A discarded Christmas tree lies in a street on January 5, 2018 in London, England. Traditionally, trees and decorations are taken down on Twelfth Night. (Photo by Gareth Cattermole/Getty Images)

I don’t know why but once December 26th arrives, I’m ready to start taking down my outdoor Christmas lights and decorations. My front lawn inflatables are already packed away. It might be because those were the first things to go up in November and I’m just tired of looking at them. But when it comes to the stuff inside my house, especially the Christmas tree, I like to keep those things around a bit longer.

By the time we finally get our Christmas trees up and decorated, some of us wish we could leave them up all year. Other folks can’t wait to drag their tree to the curb or pack it up in a box until next December. When it comes to taking the Christmas tree down, some people pick a date for superstitious or religious reasons.
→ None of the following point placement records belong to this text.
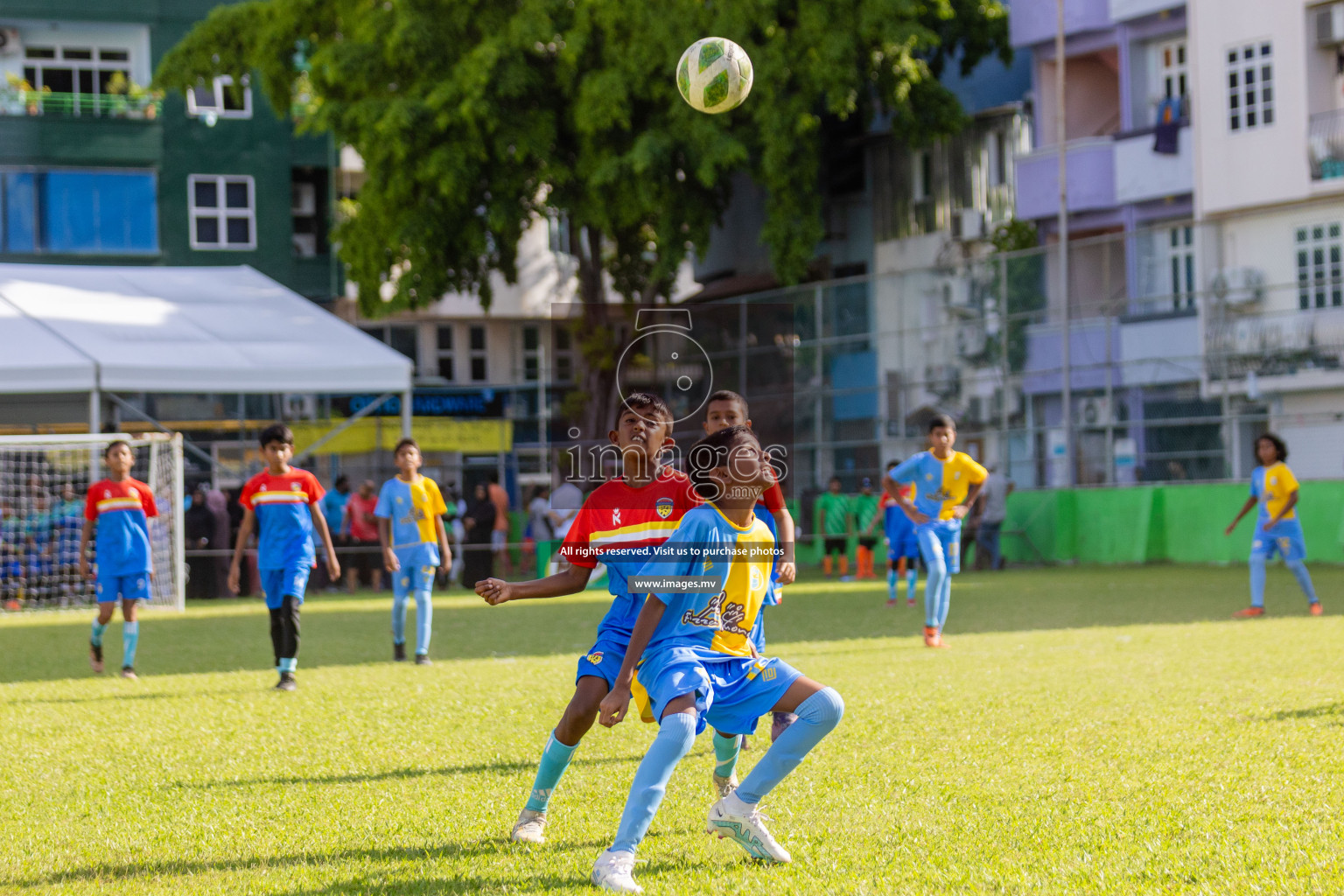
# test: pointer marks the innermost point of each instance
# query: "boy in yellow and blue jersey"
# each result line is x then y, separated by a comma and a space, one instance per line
1277, 528
692, 647
410, 527
945, 482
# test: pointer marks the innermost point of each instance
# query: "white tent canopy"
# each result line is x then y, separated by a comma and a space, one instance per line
179, 329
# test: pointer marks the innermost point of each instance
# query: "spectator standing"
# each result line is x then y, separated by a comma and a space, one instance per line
993, 499
499, 537
200, 531
361, 528
478, 551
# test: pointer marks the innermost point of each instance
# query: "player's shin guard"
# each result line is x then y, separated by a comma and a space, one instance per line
817, 717
1256, 580
556, 760
130, 641
1304, 578
676, 734
399, 618
726, 748
424, 621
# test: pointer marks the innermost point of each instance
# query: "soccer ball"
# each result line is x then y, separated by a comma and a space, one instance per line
714, 75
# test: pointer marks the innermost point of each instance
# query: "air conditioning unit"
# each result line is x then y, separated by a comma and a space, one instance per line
1092, 413
1329, 24
1238, 285
968, 225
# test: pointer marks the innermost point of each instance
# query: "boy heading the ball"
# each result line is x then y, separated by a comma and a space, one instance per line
120, 509
288, 504
696, 662
617, 526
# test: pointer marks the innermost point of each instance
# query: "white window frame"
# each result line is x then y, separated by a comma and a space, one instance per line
1245, 85
1319, 251
220, 213
220, 82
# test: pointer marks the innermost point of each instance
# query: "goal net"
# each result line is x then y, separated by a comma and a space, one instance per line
43, 485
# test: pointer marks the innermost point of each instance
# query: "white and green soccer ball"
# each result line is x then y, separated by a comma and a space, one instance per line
714, 75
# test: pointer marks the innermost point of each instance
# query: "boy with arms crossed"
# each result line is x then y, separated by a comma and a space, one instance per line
945, 482
120, 508
696, 662
286, 500
628, 514
410, 528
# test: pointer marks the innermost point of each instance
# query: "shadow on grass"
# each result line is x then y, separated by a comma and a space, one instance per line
814, 610
183, 868
396, 774
1332, 710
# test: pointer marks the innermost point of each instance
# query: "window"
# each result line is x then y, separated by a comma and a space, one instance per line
308, 211
445, 352
1320, 281
223, 211
85, 70
1172, 70
80, 213
478, 346
564, 367
1180, 266
218, 100
531, 354
1250, 87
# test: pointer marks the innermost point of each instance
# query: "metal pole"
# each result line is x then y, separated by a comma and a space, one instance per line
1062, 138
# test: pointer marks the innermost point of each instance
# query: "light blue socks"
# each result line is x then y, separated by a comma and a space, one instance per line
424, 620
676, 734
726, 748
817, 717
1304, 578
556, 760
130, 640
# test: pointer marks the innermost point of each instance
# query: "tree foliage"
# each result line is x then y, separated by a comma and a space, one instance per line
474, 116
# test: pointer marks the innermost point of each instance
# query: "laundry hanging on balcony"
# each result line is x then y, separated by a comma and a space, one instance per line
1167, 130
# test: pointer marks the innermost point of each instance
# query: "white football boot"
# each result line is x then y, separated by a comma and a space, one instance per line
529, 828
614, 871
744, 825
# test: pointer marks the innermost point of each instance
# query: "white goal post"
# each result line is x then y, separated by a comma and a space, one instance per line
43, 484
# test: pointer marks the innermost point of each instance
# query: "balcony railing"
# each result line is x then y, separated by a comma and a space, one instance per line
80, 105
1326, 144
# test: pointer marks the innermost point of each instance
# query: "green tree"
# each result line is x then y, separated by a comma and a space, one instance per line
474, 116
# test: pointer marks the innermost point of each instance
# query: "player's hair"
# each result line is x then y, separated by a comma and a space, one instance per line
729, 396
1280, 444
711, 453
646, 404
277, 433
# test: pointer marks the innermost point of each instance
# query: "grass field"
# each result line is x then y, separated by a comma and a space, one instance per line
1092, 731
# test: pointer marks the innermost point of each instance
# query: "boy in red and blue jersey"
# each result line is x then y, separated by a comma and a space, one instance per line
118, 508
285, 501
617, 526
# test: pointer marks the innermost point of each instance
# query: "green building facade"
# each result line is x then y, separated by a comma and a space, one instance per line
95, 170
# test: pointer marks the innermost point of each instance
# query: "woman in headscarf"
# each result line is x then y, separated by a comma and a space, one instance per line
479, 522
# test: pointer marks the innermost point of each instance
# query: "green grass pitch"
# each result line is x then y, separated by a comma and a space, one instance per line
1090, 731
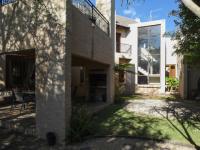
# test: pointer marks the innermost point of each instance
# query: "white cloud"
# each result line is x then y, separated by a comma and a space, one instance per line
130, 12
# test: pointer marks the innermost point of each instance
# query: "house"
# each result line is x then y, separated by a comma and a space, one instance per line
189, 75
48, 43
144, 45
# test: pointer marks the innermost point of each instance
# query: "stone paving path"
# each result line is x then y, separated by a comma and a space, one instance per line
111, 143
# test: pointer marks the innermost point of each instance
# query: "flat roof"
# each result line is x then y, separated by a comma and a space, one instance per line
124, 21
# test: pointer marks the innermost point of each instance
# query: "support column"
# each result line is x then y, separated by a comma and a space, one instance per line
107, 8
2, 71
53, 81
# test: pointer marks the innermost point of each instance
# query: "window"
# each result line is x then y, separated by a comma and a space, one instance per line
118, 42
149, 54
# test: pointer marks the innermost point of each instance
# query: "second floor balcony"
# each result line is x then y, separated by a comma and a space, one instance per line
90, 33
124, 48
90, 10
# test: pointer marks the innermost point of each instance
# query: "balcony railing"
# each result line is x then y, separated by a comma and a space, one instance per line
125, 48
87, 8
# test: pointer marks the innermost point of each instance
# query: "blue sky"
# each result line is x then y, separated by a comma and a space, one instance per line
143, 8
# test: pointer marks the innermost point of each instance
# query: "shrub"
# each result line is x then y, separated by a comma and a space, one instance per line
80, 124
172, 83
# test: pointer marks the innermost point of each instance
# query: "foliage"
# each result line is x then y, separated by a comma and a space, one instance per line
172, 83
188, 33
80, 124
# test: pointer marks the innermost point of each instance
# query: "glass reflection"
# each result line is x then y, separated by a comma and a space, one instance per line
149, 39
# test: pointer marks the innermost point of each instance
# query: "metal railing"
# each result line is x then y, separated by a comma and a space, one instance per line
125, 48
89, 9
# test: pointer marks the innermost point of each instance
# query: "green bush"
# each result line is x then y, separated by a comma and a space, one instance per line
172, 83
80, 124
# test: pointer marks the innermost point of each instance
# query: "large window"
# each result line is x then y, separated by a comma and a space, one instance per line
149, 38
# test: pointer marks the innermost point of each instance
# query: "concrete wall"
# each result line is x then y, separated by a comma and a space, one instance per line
171, 58
90, 41
53, 59
2, 71
133, 38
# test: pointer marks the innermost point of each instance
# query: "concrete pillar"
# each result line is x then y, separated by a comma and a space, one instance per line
53, 81
107, 8
162, 58
2, 71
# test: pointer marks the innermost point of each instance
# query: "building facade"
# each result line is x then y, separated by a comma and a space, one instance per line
150, 52
57, 37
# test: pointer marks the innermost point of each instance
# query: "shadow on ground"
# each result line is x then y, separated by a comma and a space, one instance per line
184, 117
116, 121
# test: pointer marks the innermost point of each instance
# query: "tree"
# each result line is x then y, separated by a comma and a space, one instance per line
188, 33
190, 4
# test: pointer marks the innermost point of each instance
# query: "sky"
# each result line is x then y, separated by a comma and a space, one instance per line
147, 10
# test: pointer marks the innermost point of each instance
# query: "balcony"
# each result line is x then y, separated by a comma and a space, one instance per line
87, 8
124, 48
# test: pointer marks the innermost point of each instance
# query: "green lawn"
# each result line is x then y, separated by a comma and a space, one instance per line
115, 120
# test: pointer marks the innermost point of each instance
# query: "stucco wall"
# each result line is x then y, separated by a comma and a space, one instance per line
47, 35
2, 71
171, 58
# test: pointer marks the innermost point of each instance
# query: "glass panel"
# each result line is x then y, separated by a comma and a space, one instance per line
149, 39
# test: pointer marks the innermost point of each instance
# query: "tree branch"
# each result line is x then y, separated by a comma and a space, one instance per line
192, 6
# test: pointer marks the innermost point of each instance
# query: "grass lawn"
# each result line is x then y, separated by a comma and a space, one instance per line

According to SheKnows, these are three of the most popular dates to take the tree down and the reason behind them:

  • December 31st – Taking your Christmas tree down before midnight on New Year’s Eve could be good luck. Some believe that if you don’t, you’ll drag all of your baggage and bad luck from the past year into the new one. If you’re superstitious, this may be the date for you.
  • January 5th – This is traditionally considered the Twelfth Day of Christmas, or Twelfth Night, as in the last of 12 days of merriment. You could think of taking your tree down on this date as getting closure on the holiday season.
  • January 6th – Some take their Christmas tree down on this date in observance of the Epiphany, a Christian holiday “marking the revelation of God in human form in the person of Jesus.” Some people believe that leaving your tree up past the 6th brings bad luck.